The Greek text of this verse is as follows: Kai legō petros tautē petra, and translated with:
Kai – and, even, too; legō – to say; petros – a stone; tautē – this; petra – a cliff or bedrock.
Subtle changes in the text.
Other types of changes may be of the more subtle changes such as the one we find in Revelation 1,13, and KJV 1611 says this. And in the midst of the seven candlesticks [one] like unto the Son of man, clothed with a garment down to the foot, and girt about the paps with a golden girdle. TheNew International Version says, and among the lampstands was someone like a son of man, dressed in a robe reaching down to his feet and with a golden sash around his chest.
Once again, we see these subtle changes. The Son of Man with a capital M has become a son of man with a small s. The difference between the Son of Man versus a son of man is greater than it seems. The Son of Man with a capital M and in particular form undoubtedly refers to Jesus Christ, while a son of man with a small s can just as easily be you or me. These kinds of changes help to make Jesus smaller than He is. Jesus is the Son of God but neither the devil nor his henchmen will accept this, therefore Jesus will be made an ordinary human being.
At least it looks like they are inconsistent, but it is probably only a preparation for what will happen of further changes at the next crossroads. In KJV 1611, we have the same wording in both Isaiah and Matthew with regard to the prophecy of the virgin birth:
Isaiah 7,14 Therefore the Lord himself shall give you a sign; Behold, a virgin shall conceive, and bear a son, and shall call his name Immanuel..
Matthew 1,23 Behold, a virgin shall be with child, and shall bring forth a son, and they shall call his name Emmanuel, which being interpreted is, God with us.
As we see, in KJV 1611, Isaiah’s prophecy is expressed verbatim in the quote that Matthew uses. However, in Good News Translation (GNT), we find this, Isaiah 7,14 Well then, the Lord himself will give you a sign: a young woman who is pregnant will have a son and will name him Immanuel.
Matthew 1,23 A virgin will become pregnant and have a son, and he will be called Immanuel (which means, God is with us).

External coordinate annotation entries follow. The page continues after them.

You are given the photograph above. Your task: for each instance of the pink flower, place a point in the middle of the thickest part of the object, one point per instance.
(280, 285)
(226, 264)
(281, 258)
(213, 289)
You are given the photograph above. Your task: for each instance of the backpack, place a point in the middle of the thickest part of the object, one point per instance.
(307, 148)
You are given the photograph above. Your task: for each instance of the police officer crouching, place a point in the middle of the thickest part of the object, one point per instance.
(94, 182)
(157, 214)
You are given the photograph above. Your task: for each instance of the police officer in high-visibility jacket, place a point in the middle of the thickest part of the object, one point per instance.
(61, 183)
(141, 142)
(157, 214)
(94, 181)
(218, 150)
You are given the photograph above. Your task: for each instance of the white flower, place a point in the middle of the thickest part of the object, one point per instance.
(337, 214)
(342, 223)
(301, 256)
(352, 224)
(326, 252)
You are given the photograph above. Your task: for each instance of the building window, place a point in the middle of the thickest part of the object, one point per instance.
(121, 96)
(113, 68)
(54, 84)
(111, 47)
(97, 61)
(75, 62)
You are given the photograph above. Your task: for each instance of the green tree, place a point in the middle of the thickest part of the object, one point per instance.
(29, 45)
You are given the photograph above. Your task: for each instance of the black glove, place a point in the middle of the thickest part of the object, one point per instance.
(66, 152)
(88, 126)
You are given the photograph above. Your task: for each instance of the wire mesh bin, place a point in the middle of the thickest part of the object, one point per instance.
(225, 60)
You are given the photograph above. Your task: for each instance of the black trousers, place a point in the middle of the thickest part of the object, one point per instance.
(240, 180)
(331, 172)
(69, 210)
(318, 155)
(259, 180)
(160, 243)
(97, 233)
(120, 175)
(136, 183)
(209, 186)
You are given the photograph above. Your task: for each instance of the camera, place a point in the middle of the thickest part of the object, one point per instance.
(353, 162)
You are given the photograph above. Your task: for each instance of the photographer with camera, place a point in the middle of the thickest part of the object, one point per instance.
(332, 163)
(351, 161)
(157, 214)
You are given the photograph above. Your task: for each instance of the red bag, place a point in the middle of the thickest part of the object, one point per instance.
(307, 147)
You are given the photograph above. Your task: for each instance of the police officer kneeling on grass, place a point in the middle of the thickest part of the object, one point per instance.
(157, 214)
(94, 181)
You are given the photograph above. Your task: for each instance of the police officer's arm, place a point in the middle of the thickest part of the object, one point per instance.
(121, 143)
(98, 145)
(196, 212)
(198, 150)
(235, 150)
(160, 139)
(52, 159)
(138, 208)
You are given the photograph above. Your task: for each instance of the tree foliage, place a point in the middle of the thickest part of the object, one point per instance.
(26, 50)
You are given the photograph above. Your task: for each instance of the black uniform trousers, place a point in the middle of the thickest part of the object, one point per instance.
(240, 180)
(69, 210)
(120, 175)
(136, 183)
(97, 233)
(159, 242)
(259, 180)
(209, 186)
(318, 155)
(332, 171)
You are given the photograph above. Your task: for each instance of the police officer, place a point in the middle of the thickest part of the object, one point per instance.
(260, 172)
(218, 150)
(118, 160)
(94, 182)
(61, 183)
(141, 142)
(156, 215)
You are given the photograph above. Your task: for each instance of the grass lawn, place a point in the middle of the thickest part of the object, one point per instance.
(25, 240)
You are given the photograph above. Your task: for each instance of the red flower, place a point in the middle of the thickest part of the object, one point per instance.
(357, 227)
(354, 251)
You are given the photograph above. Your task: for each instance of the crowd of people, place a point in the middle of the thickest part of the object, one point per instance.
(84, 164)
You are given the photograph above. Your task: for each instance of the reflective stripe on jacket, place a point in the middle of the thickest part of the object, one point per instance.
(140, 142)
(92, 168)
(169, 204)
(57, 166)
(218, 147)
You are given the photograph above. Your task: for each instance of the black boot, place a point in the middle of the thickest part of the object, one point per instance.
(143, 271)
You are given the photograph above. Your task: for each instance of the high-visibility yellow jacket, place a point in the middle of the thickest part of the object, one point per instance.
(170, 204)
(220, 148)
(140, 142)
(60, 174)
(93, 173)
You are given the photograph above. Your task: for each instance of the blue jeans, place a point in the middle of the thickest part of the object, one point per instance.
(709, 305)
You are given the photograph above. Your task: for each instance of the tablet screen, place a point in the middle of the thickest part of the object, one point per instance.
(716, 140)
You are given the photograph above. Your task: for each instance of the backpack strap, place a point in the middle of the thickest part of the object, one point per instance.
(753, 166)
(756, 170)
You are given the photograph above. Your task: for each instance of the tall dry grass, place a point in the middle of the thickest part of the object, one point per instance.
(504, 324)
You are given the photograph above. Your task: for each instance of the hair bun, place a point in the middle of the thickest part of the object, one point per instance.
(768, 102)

In the GNT edition, a change has been made in the actual prophecy in Isaiah, while the quote in Matthew is retained. This is what is inconsistent. Replacing the virgin with a young woman is a bigger change than it seems. We must take into account what it was like in the time of Isaiah, and in the time of Jesus. Girls could be married very young, far younger than is usual today. A young girl could therefore be married, and if the girl was married, she was no longer a virgin. An older woman could be a virgin if she had never been married. By replacing the term a virgin with the term a young woman, it is implicit in the expression a young woman that Mary was not a virgin when Jesus was conceived, and then one destroys the story of the virgin birth.
Her har jeg gjengitt bare seks forskjellige typer endringer som er gjort i 2011-utgaven. I hver av disse seks kategoriene er det til sammen mange hundre endringer. I tillegg til disse type endringer er det også vers hvor man både har: … fjernet og endret ord … fjernet og lagt til ord … fjernet, lagt til og endret ord i samme vers. Og som om dette ikke skulle være nok har utgiverne av 2011-utgaven reist tvil om hele avsnitt i Bibelen.
Doubts are raised about some texts.
Many translations cast doubt on the last 12 verses of Mark, (Mark 16,9-20). The reason they use is that these verses are missing in the oldest manuscripts. The oldest manuscripts they refer to are Codex Sinaiticus from between 330 and 360, and Codex Sinaiticus from between 300 and 325. Then the publishers follow up by saying the following. They are known by some church fathers in the last half of the second century. The last half of the second century is between the years 151 and 200 AD. In other words, this section was known more than 150 years before Codex Sinaiticus and Codex Sinaiticus were written at all. I believe that the publishers have deliberately circumvented the truth, and planted a lie to create the first ecumenical Bible that all denominations from SDA to the Catholic Church, can use.
In many translations, the footnotes of Mark 16 9-20 state the following: Many theologians question the authenticity of verses 9-20, mainly because some of the oldest manuscripts omit the verses … //…
Second-century Christian writers attest to the inclusion of the verses – for example, Justin Martyr, Irenaeus, and Tatian, and all of the earliest translations into Latin, Syriac, and Coptic include them.
We find the same thing in the Gospel of John. Here everything between 7,53 and 8,11 is explained in the same way as Mark 16,9-20. They are not found in the oldest manuscripts, but add that they are found in an old tradition.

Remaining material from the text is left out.